For Indigenous artists, working in the public realm is an opportunity to bring our distinctive world views to the forefront of discussions, which can have a wide impact on society. Interventions in the public arena by Indigenous artists create openings that can bring profound physical, psychological, and symbolic healing to colonized people and places.
In 2017, I was commissioned by the City of Seattle Office of Arts and Culture to produce a site-specific work at Seattle Center. My piece, Resilience: Anpa O Wicahnpi, also known as Dakota Pride Banner, was created to honor the many Indigenous people, living in diasporas, who left their reservations for cities such as Seattle during the American Indian Relocation Program in the mid-twentieth century. The banner is a celebration of diversity within our tribal communities and in all communities. It activated the space through color and light, paying homage to urban Native people’s resilience through vibrant cultural expression.
Moving forward, some salient questions for consideration are: In what ways can we decolonize places? How can we use social, political, and natural history to create space for justice? It is the responsibility of all practitioners working in the public sphere to address these issues in their works, as they are fundamental to the land occupied, the resources used, and the people and living things affected. Our communities must do more to support the work of Indigenous artists and practitioners of all kinds, respect local, regional, national, and international tribes’ rights to self-determination and free prior informed consent, and learn about the importance of treaties. We must provide public opportunities to think deeply about our colonial past and present, to loosen the grip of our collective colonial approaches to the world that continue to hold sway over our ideas and actions. Beginning with the land we live on, we can all contribute to work that tells history truthfully, acknowledges the legacy of colonization, honors the cultural significance of Native American communities, and considers the underlying ecology of place.
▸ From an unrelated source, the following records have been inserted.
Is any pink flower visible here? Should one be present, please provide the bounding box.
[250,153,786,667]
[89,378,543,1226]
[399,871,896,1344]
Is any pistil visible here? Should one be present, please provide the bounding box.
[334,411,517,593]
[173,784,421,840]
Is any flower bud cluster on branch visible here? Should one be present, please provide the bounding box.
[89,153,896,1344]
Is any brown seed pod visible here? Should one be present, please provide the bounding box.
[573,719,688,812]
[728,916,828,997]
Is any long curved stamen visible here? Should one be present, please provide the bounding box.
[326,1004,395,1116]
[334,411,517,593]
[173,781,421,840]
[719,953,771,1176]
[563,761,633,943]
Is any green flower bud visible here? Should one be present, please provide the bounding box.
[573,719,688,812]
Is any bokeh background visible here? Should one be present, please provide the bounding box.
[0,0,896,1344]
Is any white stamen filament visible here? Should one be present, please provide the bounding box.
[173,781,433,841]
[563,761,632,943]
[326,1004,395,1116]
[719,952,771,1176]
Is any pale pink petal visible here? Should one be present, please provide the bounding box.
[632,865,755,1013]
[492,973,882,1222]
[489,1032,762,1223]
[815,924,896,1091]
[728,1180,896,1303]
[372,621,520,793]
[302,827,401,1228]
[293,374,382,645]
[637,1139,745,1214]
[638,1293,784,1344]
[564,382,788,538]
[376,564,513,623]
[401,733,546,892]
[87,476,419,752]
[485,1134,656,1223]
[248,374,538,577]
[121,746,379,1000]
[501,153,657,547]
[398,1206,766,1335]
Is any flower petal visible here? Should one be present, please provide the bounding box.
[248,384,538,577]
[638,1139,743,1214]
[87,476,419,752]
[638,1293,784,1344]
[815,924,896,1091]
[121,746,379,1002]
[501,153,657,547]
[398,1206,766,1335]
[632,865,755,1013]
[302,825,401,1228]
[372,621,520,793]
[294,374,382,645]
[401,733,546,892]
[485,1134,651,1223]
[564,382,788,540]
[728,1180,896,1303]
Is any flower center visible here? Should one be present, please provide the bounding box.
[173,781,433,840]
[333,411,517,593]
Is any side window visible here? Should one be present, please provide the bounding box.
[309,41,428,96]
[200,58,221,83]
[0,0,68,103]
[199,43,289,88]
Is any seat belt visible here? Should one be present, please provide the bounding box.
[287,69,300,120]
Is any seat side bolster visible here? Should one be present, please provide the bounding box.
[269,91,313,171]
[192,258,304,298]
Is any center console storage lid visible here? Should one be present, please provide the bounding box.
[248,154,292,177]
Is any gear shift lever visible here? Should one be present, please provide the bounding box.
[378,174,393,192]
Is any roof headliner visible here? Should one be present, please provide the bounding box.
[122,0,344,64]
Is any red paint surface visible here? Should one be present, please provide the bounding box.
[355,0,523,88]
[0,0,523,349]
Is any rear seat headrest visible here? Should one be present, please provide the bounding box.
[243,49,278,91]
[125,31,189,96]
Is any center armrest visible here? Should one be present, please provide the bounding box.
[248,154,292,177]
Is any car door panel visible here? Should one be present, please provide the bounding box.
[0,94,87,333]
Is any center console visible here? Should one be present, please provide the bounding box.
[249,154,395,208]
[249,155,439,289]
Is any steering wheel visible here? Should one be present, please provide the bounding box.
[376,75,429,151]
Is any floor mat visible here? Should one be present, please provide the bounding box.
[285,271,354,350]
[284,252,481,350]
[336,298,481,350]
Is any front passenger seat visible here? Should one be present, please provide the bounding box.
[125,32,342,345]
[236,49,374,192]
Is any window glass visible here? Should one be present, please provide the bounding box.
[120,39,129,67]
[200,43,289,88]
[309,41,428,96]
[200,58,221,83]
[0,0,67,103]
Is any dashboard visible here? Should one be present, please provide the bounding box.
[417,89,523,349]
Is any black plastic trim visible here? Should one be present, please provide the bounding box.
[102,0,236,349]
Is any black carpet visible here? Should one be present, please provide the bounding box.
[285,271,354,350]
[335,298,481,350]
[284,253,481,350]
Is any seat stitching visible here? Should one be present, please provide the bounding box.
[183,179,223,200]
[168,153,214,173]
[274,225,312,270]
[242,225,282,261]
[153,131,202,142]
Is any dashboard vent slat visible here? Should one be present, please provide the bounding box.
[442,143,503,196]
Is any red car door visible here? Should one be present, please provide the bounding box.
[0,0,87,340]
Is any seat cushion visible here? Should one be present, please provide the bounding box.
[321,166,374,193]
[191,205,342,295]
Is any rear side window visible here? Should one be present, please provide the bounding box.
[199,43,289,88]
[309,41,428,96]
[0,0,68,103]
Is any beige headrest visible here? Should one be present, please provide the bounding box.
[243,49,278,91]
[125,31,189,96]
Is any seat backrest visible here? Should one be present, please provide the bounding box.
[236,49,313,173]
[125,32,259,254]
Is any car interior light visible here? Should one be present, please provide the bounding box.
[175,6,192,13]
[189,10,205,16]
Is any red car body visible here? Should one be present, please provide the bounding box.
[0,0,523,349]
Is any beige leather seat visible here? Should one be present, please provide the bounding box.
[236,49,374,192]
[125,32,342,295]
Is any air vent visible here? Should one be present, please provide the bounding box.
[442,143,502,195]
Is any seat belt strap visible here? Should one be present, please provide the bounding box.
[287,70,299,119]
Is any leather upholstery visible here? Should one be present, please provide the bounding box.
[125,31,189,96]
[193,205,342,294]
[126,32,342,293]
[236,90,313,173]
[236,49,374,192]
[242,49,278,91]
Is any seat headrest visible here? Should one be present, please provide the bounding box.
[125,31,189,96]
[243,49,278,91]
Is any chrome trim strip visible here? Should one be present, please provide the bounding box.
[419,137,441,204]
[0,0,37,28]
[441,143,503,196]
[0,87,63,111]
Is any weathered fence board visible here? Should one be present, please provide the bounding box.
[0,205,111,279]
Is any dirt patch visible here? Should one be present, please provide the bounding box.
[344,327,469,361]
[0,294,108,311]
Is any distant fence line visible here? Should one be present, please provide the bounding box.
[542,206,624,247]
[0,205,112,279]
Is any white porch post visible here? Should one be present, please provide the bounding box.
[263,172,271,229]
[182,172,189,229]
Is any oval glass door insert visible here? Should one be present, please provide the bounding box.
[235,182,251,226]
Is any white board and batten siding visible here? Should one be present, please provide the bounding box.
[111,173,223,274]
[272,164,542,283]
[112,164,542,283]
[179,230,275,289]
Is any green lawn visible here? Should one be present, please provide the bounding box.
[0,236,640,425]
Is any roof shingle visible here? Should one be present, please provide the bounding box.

1. Thomas W. Cowger, The National Congress of American Indians: The Founding Years. (Lincoln, NE: University of Nebraska Press, 1999), 13. 2. http://act.mit.edu/news/2019/04/11/monuments-perspective-erin-genia/ 3. Confluence Project. “What is Confluence?” http://www.confluenceproject.org/about/ 4. http://www.confluenceproject.org/library-post/she-who-watches-by-toma-villa-short-version/ 5. Fortier, Craig. Unsettling the commons: social movements within, against, and beyond settler colonialism. Winnipeg: ARP Books, 2017.
Erin Genia, You Are On Native Land, 2019. Digital montage.